Deductibles and other out-of-pocket costs are also rising for some people, and consumer advocates fear that without increased financial assistance, more Californians will choose to purchase coverage — or forgo care altogether.
For example, a mid-level covered California insurance plan for an individual will have a medical deductible of $4,750 and an annual maximum of $8,750 in 2023, up from $3,700 and $8,200, respectively, this year.

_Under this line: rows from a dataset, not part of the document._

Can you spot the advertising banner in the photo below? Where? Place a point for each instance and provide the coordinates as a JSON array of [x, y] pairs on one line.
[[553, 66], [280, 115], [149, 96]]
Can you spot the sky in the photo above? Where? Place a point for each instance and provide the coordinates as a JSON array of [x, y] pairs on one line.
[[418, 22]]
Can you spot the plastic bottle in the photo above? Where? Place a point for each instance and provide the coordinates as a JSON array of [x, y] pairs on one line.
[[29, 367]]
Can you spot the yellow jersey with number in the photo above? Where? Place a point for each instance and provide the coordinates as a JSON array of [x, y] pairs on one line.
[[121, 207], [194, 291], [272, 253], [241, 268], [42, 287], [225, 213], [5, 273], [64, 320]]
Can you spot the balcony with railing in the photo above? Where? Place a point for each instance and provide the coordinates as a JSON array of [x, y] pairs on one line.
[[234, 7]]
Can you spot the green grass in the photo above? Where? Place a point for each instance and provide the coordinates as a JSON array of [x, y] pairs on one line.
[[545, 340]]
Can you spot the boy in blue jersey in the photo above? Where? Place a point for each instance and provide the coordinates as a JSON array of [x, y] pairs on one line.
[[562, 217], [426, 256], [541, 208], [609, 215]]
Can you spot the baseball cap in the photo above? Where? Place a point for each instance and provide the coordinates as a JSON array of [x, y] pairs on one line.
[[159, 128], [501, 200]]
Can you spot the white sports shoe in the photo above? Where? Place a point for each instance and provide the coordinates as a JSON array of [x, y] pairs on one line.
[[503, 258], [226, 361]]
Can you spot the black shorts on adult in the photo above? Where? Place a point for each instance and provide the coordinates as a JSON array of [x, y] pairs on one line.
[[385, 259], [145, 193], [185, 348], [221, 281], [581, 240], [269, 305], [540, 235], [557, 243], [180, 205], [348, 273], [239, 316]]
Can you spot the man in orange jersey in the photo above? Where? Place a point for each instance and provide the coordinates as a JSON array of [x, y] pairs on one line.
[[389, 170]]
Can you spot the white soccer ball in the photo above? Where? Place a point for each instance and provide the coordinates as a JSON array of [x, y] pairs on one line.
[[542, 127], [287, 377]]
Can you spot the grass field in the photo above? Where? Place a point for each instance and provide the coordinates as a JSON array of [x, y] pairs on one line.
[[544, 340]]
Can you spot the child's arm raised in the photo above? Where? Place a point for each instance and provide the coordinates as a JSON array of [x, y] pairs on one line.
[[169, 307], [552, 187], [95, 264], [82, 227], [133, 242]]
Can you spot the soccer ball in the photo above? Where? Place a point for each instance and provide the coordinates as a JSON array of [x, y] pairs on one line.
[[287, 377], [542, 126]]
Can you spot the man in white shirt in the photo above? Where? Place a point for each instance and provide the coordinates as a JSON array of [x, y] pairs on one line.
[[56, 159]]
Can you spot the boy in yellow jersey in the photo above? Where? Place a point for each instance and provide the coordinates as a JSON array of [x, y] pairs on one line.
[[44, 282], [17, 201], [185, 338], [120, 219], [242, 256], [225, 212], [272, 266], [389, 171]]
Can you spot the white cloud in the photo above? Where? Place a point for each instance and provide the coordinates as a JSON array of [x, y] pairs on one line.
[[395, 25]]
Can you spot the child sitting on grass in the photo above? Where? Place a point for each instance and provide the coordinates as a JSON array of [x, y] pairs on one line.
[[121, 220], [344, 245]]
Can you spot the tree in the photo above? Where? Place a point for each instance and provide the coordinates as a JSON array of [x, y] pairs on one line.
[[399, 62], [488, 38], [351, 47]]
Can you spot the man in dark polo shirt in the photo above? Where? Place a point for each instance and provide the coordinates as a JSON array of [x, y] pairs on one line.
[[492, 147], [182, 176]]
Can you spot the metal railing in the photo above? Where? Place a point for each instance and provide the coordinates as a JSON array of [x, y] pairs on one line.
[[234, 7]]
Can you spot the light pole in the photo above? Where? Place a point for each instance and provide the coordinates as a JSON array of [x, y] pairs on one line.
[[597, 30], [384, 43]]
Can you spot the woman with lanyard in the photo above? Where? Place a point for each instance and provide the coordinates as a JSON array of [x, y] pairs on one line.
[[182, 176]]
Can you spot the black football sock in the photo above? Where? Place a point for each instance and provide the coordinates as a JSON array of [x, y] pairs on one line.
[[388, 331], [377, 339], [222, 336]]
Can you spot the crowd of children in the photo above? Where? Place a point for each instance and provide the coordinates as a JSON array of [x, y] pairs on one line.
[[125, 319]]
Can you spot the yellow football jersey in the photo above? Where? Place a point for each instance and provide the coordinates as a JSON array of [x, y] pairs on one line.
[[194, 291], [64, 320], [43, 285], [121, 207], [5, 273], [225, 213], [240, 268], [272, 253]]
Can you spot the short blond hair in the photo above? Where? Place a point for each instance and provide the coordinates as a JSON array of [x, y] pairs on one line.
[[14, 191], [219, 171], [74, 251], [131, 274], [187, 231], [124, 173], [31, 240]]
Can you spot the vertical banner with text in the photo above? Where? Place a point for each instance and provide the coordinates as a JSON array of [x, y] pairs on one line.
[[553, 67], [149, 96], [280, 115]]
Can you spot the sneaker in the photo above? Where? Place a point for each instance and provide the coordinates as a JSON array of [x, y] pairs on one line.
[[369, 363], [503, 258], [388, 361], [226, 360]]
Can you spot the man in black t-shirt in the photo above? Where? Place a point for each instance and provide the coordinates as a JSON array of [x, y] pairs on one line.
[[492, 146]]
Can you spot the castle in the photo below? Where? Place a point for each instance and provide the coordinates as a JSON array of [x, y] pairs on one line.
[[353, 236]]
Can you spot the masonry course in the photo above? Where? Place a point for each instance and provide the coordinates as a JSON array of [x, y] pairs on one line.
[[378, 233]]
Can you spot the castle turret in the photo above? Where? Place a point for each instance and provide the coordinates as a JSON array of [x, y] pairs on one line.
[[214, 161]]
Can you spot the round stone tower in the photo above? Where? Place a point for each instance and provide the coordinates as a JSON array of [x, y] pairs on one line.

“We already had concerns about reinstating the penalty for the uninsured because it hits the poor hardest, and now we see low-income people making tough choices about paying for health care or other basic necessities like gas, food and rent,” said Linda Nguy, lobbyist at the Western Center on Law and Poverty. “Let’s spend the money we collect to make it more affordable or eliminate the money order if we don’t spend it.”
Some Democratic lawmakers, backed by Heath Access and a broad coalition of health advocates, insurers and small businesses, are pushing Newsom to use penalty revenue to help uninsured and low-income Californians. They argue that even with the additional federal aid, people still need help to reduce personal expenses.
“Small businesses and their employees are struggling to pay for health care,” said Bianca Blomquist, California policy director for lobby group Small Business Majority. “When the individual mandate was established, it was understood that while the money would go to the general fund, it would be spent on financial accessibility assistance in covered California. That’s a big reason why we supported him.
A bill introduced this year by state Sen. Richard Pan (D-Sacramento), who is leaving office due to term limits, sought to funnel state penalty money to covered California to reduce out-of-pocket costs for some consumers, including removing their deductibles. . But Newsom vetoed the bill, arguing the money may be needed in years to come to restore state subsidies.
Supporters promise to keep pushing next year.
“Having insurance means nothing if you can’t pay the deductible, and that’s a huge barrier for people with chronic conditions who have very high health care costs,” Pan said. “People still can’t afford to go to the doctor.”
Republicans joined Democratic lawmakers in expressing their frustration. Former state senator Jeff Stone, who was a staunch opponent of the state mandate and has since moved to Nevada, called the penalty a “reverse Robin Hood” – taking from the poor and giving to the rich.
“Poor people are forced to pay this penalty, and it goes directly into the general fund for whatever purpose,” he said. “If the state doesn’t spend it like the governor said, give it back to the taxpayers.”
KHN (Kaiser Health News) is a national newsroom that produces in-depth journalism on health issues. Along with policy analysis and polls, KHN is one of the three main operating programs of the KFF (Kaiser Family Foundation). KFF is an endowed non-profit organization providing information on health issues to the nation.